The design of linguistic tools can be a helpful aid to a linguist exploring concepts and relations in texts. Analysing texts and acquiring linguistic concepts from corpora may be an interactive, successive- refinement process. A linguist may analyse a domain text and perform a series of experiments (he may explore a list of domain terms, search for contexts, and then interpretes the results) to search for linguistic concepts. For such a research approach to be practical, a linguist needs a user-friendly system that supports:
- text analysis without requiring the user to be aware of the storage structures and processing strategies involved - easy formulation and execution of queries against the text - a natural representation of the relationships between words, terms and linguistic concepts in texts.

To perform text analysis and knowledge exploration we developed an environment called LEXICA (lexical and linguistic concept acquisition) which processes texts and allows the user (a linguist or a terminologist) to enter a query in order to search for linguistic concepts in texts.

1. The major design goals of LEXICA
The process of acquisition and exploitation of linguistic knowledge from texts is seen as an important issue to help the construction of knowledge bases (Czap and Nedobity, 1990) , (Meyer, et al., 1992) , (Skuce, 1993). The major design goals of our system that contibute to its usefulness as an environment for linguistic knowledge acquisition and structuring are to:
- provide a set of modules to perform text analysis

- provide a query facility to search for linguistic concepts

2. How LEXICA can help a linguist
Consider a linguist charged with studying domain-specific relations. One way to search for these relations is to formulate a query which search for co-occuring domain terms. For instance, the linguist can enter the following formula: art+term+verb+art+term (an article followed by a term followed by a verb, followed by an article followed by a term) which can be seen as a list of liguistic constraints performed in order to search for all contexts of two terms which co-occur in the context of a verb.
First of all this paper discusses methodologies for term and linguistic knowledge acquisition from texts and describes our system LEXICA (section 3). Then we describe how such a system can be efficient to support tasks of linguistic knowledge acquisition and exploitation (section 4). Finally, the paper closes with a brief overview (section 5).

3. System architecture
3.1 Introduction
Corpora-based techniques have been widely used for term acquisition and text analysis (Delisle and Szpakowics, 1991) , (Delisle, et al., 1994) , (Müller, 1989). Classical methods often use grammars and domain dictionaries (Mars, et al., 1994). They cannot be used in totally new domains where domain dictionaries and conceptual hierarchies have not yet been established. Such a process is time consuming. We propose to use an original method to text analysis which uses repeated word sequences to identify terms denoting concept labels and perform term structuring.
3.2. Description of our system
Our system is implemented in Maccintosh Common Lisp on a Mac station. Two parts of the system have to be differentiated:
1) a preprocessing part (modules: MANTEX, TSTRUCT, VERB) which performs text and term processing and structuring (identification of words, sentences, collocations, terms).

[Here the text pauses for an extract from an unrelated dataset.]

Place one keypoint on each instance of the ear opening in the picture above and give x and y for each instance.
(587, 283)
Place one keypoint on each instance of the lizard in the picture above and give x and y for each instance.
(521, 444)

2) a query part (LEX module) which is a user-friendly langage which allow the user to handle a set of predefined linguistic categories and search for linguistic relations.

3.2.1. The preprocessing part
- The MANTEX module

<Conceptual diagram>:
Text --> MANTEX --> term candidates --> term validation
(automatic) (interactive)

Many term acquisition tools (Enguehard, 1992) , (Smadja, 1993) , (Bourrigault and Condamines, 1995) , (Justeson and Katz, 1995) (Reinert, 1995) use different methods to perform term acquisition and linguistic knowledge structuring. For instance, Smadja uses statistical methods to collect relevant pairs of co-occuring words, which are then used to reconstruct n-word collocations (called n-grams).
Our approach to term acquisition uses repeated word sequences and word distributions to help locate meaningful entities in text. Repeated word sequences (Lebart and Salem, 1994) are n-word strings (n > 1) occurring at least twice in the text (strings containing punctuation are not considered). The semantic hypothesis behind repeated word sequences is based on Harris (Harris, 1968) . According to Harris, language offers discrete and arbitrary linguistic units which may be clustered according to linguistic constraints (i.e., terms are made up of linguistic units chosen to cluster according to linguistic constraints). MANTEX generates a list of term candidates which may be validated by a terminologist.

- The TSTRUCT module

<Conceptual diagram>:
Terms --> TSTRUCT module --> term tree

The TSTRUCT module produces a structured list of terms: generally terms can occur in texts with different extensions, the main term can be seen as the head of a tree and extensions as branches. For instance, in French, the first noun of a noun phrase usually expresses the main concept, while the rest expresses specification.
While our system has specifically addressed only French terminology we think it can easily be transported to other languages. For instance we are working on extracting terms from a genetic engineering corpus in English. For instance, in "DNA molecules" the main concept is "DNA" and "molecules" is used to specify the main concept. example of a term tree:

! ! !
(molecules) (markers) (sequences) (strands)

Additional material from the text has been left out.